Because patent applications mandate disclosure, the patent process has social advantages over trade-secret alternatives. However, if a given law or enforcement pattern of a law—including patent law—results in harm to society, then its time to change the laws. Patents on software carry the potential of harm to the software industry and thereby to the economy. Equally problematic are the so-called method patents, or patents on application behavior, such as Amazons famous—or infamous—one-click patent.
How dangerous are software patents? Information Builders President and CEO Gerald Cohen warned eWEEK editors that the presence of patents is a scourge to the industry. Cohen has seen much innovation in a patent-free climate. Now he and other software leaders are being threatened with lawsuits. Software companies need to create software, which, after all, often has a short shelf life. They do not need to spend precious resources hiring expensive attorneys. Copyright protection should be enough. A copyright protects original expression; its existence encourages software developers to seek new ways of presenting function to users and of streamlining integration behind the scenes.
If patents for software are generally not a good idea, patents are out of bounds when it comes to standard protocols, such as those that underpin the World Wide Web. Keeping the Web patent-free prevents it from becoming a hunting ground for those seeking royalties on some of the most widely used software.

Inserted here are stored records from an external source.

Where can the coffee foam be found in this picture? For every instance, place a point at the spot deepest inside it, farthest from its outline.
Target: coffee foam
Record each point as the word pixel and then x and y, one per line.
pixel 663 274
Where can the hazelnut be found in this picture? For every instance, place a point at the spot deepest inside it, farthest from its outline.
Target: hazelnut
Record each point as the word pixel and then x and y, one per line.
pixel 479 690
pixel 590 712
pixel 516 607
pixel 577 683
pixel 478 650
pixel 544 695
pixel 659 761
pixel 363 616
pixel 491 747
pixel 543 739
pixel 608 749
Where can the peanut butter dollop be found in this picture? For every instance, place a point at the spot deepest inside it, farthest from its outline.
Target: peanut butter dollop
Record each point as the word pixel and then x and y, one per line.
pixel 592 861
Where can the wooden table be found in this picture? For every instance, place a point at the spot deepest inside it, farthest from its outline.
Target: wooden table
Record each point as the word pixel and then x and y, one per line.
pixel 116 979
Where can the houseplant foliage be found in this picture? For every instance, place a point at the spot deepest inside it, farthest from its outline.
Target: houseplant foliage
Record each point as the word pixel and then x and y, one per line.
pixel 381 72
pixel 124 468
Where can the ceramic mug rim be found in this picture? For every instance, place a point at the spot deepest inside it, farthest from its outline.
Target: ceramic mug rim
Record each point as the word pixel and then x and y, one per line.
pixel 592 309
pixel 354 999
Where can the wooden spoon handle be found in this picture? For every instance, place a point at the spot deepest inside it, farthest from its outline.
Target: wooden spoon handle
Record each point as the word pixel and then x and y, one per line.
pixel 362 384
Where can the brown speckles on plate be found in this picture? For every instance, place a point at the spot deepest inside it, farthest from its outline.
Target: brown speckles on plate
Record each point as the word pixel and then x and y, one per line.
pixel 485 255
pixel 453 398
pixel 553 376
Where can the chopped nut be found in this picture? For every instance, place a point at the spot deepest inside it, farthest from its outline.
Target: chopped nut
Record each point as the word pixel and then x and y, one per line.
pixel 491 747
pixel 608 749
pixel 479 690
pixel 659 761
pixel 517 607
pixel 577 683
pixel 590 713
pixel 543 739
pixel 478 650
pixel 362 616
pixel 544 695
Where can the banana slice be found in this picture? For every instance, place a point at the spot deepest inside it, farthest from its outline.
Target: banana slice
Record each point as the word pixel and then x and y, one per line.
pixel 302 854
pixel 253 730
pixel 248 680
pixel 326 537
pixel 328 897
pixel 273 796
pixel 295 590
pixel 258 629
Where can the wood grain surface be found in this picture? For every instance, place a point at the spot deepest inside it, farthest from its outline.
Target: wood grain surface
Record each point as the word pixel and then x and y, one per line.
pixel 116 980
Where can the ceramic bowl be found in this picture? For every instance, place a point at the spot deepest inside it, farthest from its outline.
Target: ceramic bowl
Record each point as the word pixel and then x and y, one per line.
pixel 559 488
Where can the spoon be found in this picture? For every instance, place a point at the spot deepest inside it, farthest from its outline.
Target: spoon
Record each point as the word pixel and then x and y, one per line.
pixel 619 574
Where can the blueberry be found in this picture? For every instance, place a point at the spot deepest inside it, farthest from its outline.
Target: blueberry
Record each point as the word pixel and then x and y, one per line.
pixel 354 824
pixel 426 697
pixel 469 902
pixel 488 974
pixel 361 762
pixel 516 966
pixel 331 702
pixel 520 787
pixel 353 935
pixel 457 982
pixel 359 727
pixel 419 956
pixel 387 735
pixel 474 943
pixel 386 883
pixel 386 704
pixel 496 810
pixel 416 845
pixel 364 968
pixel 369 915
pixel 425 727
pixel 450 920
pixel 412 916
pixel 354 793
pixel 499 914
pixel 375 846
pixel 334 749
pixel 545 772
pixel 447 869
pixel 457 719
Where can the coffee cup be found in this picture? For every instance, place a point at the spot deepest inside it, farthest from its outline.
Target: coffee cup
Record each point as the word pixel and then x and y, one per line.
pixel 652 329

There are encouraging developments, however. The World Wide Web Consortiums forthright stand on the issue sets an excellent example. The W3Cs intent has been known for a while, but only last month did the organization issue a formal policy statement banning patented technologies from its standards.
In addition, some unjustified patents have been thrown out. For example, British Telecom claimed every organization using Web hyperlinks would need to license a patent the U.S. PTO issued it in 1989. Last year, it lost its test lawsuit against Prodigy Communications when U.S. District Judge Colleen McMahon ruled that the patent didnt apply to hyperlinks. In addition, three patents covering client/server computing as a whole were ruled invalid by the courts in mid-2002 because the technology described was in public use before the patent application was filed.
Thus, there are signs that a rational approach to software patents is gaining momentum. Still, the PTO needs to do more to raise the bar for software patents. If they are to be granted , software patents ought to be extremely rare indeed.